Kelso leading the way
Jack stays with Dave, and Kelso, Red, and I make our way over to the farm, riding into the courtyard just as Gesa drives in.  I quickly get Rhio ready to ride, transferring the bareback pad over so that Gesa can ride in my saddle.  Partly this is trying to give her the best gear for riding (saddle vs. bareback pad) since she is riding a horse she is not used to riding and a saddle is more secure, but partly this is selfish since I know how much warmer I'll be sharing Rhio's body heat through the pad.
Gesa and Red out in the hayfield
We set off with Kelso in attendance, retracing Red's & my steps from his barn and again having to dismount to lead around the still-disabled tractor.  The boys are happy and easily directed around downed trees and into the woods to bushwhack around otherwise-impassable blockades of tangled, snowy trees.  The downside to all the gymnastic moves we & the horses make to maneuver through this snowy landscape is melting snow everywhere - the horse's faces, manes, necks, & rumps, as well as our thighs, become quickly moist then damp then outright wet with the melting snow.  We get brain freeze from the cold snow on our necks and faces.  And we grin, laugh, and quietly relish every moment spent out there in the beauty of the north woods.
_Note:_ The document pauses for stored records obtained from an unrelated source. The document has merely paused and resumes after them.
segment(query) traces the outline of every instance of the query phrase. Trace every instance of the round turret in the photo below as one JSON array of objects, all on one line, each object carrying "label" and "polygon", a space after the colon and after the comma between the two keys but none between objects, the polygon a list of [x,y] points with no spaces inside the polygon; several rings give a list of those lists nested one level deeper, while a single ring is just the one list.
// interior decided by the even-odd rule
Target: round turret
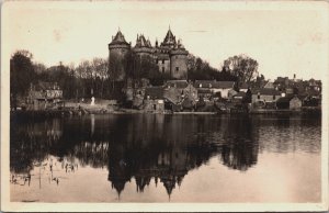
[{"label": "round turret", "polygon": [[126,77],[125,60],[131,51],[131,44],[125,41],[124,35],[118,30],[116,35],[112,36],[112,42],[109,44],[109,68],[113,69],[114,79],[122,81]]},{"label": "round turret", "polygon": [[188,77],[188,55],[189,52],[179,41],[175,48],[170,51],[171,77],[175,79],[186,79]]}]

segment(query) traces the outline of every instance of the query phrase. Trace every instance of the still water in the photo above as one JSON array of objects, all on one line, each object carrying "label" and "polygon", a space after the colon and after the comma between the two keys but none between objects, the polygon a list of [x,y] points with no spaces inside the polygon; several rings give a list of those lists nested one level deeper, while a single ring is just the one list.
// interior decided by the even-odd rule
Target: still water
[{"label": "still water", "polygon": [[320,202],[321,117],[86,115],[11,121],[20,202]]}]

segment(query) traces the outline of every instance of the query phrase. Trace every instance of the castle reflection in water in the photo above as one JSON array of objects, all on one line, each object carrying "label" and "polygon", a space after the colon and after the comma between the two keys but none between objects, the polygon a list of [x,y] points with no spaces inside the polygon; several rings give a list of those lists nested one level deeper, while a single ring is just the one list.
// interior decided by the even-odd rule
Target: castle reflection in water
[{"label": "castle reflection in water", "polygon": [[[280,141],[260,141],[260,134],[262,138],[271,137],[273,126],[282,132],[295,131],[294,126],[300,131],[300,126],[319,123],[250,115],[124,114],[33,122],[16,119],[11,121],[10,168],[12,173],[30,173],[36,164],[55,156],[63,164],[106,168],[107,180],[118,194],[128,181],[135,180],[139,192],[155,181],[163,184],[170,195],[190,170],[214,156],[220,164],[243,172],[257,164],[263,149],[286,152],[296,147]],[[260,133],[262,130],[266,131]],[[284,139],[284,135],[280,137]],[[298,145],[308,152],[318,146]]]}]

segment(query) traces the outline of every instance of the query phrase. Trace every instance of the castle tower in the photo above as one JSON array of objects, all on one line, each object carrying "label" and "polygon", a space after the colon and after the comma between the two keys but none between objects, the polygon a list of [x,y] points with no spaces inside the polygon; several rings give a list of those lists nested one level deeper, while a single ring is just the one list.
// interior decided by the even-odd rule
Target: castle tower
[{"label": "castle tower", "polygon": [[188,54],[184,46],[179,41],[173,49],[170,51],[170,74],[174,79],[188,78]]},{"label": "castle tower", "polygon": [[126,77],[127,56],[131,51],[131,44],[125,41],[124,35],[118,30],[116,35],[112,36],[109,44],[109,69],[113,72],[116,81],[122,81]]},{"label": "castle tower", "polygon": [[157,65],[159,67],[159,71],[162,74],[169,74],[171,76],[170,68],[170,55],[169,52],[177,45],[175,36],[172,34],[169,29],[163,42],[161,42],[159,47],[157,48]]},{"label": "castle tower", "polygon": [[143,57],[143,56],[151,56],[152,54],[152,46],[150,44],[149,40],[146,40],[145,36],[137,34],[136,45],[133,48],[133,52],[136,53],[136,55]]}]

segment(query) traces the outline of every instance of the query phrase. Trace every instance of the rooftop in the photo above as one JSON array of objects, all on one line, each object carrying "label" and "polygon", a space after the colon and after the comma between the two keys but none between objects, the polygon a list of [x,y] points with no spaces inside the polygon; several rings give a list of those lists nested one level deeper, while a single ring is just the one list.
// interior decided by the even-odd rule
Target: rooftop
[{"label": "rooftop", "polygon": [[235,81],[215,81],[215,80],[195,80],[195,88],[216,88],[216,89],[229,89],[234,88]]}]

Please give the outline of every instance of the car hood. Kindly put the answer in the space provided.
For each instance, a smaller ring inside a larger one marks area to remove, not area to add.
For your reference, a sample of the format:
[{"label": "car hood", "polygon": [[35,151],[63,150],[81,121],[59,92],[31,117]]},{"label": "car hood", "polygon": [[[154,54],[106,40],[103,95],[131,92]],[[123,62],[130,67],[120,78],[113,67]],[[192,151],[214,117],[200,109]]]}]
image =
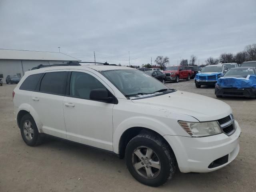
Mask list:
[{"label": "car hood", "polygon": [[175,73],[177,71],[175,71],[175,70],[170,70],[170,71],[164,71],[164,72],[163,72],[163,73]]},{"label": "car hood", "polygon": [[181,91],[132,100],[137,104],[192,116],[199,121],[217,120],[232,111],[228,105],[219,100]]}]

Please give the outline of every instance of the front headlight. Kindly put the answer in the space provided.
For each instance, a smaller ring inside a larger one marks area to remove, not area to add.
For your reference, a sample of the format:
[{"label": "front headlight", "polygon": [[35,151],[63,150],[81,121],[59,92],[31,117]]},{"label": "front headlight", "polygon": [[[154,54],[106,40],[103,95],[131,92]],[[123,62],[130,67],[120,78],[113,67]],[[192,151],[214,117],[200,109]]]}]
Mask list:
[{"label": "front headlight", "polygon": [[204,137],[222,132],[216,121],[196,123],[179,121],[178,122],[181,127],[192,137]]}]

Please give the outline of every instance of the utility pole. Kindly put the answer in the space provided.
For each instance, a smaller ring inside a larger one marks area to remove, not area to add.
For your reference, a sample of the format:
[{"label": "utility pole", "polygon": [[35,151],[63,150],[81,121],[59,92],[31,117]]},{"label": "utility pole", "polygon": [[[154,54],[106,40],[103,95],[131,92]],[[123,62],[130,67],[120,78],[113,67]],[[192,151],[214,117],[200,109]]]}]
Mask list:
[{"label": "utility pole", "polygon": [[94,55],[94,64],[95,64],[95,65],[96,65],[96,60],[95,60],[95,51],[93,52],[93,54]]}]

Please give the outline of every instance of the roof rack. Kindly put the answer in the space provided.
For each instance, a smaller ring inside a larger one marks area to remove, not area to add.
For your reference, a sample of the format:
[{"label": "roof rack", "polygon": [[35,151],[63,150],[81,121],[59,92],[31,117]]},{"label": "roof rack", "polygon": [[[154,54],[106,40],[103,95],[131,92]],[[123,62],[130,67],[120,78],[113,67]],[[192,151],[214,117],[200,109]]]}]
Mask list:
[{"label": "roof rack", "polygon": [[99,63],[98,62],[81,62],[77,61],[70,61],[69,62],[68,62],[66,64],[65,63],[62,64],[53,64],[52,65],[42,65],[41,64],[37,66],[36,67],[33,67],[31,69],[31,70],[40,69],[40,68],[43,68],[44,67],[50,67],[56,66],[81,66],[81,64],[80,64],[80,63],[92,63],[94,64],[97,64],[103,65],[112,65],[117,66],[116,64],[109,64],[106,62],[105,62],[105,63]]},{"label": "roof rack", "polygon": [[42,64],[37,66],[36,67],[33,67],[31,70],[34,70],[34,69],[40,69],[40,68],[43,68],[44,67],[54,67],[56,66],[79,66],[81,65],[78,62],[76,63],[70,63],[69,62],[67,63],[62,64],[53,64],[52,65],[42,65]]}]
Gesa, Red, and Kelso on the trails across the road
We finally admit we are getting a little cold, and head back to the barn.  Red & Rhio have worked hard trudging through the deep snow for several hours, and are dripping with melted snow, so they get covered in coolers with piles of hay to munch in stalls while we head inside to steaming mugs of tea and continued conversation.  After we all get dry, warm, and fed, Red & I head back to his barn and discover our way is now clear as Dave has evidently fixed the tractor, so we joyfully trot and canter along the tractor trail as the light fades.  Red is eagerly anticipating his dinner, and I am just plain old happy.
Looping around the back pasture


  1. Taryn, I miss the snow, looking at these pictures! Just gorgeous. There's such an exhilaration about getting out in the cold, and then coming back in again, as though you have done something risky and brave.

  2. Yes, I agree! But the novelty kind of wears off when you're donning the layers twice a day to feed horses... I am hardly even wearing real clothing these days, as I mostly stay in my first and second layers of long underwear and polarfleece between outings, unless I head to town for something.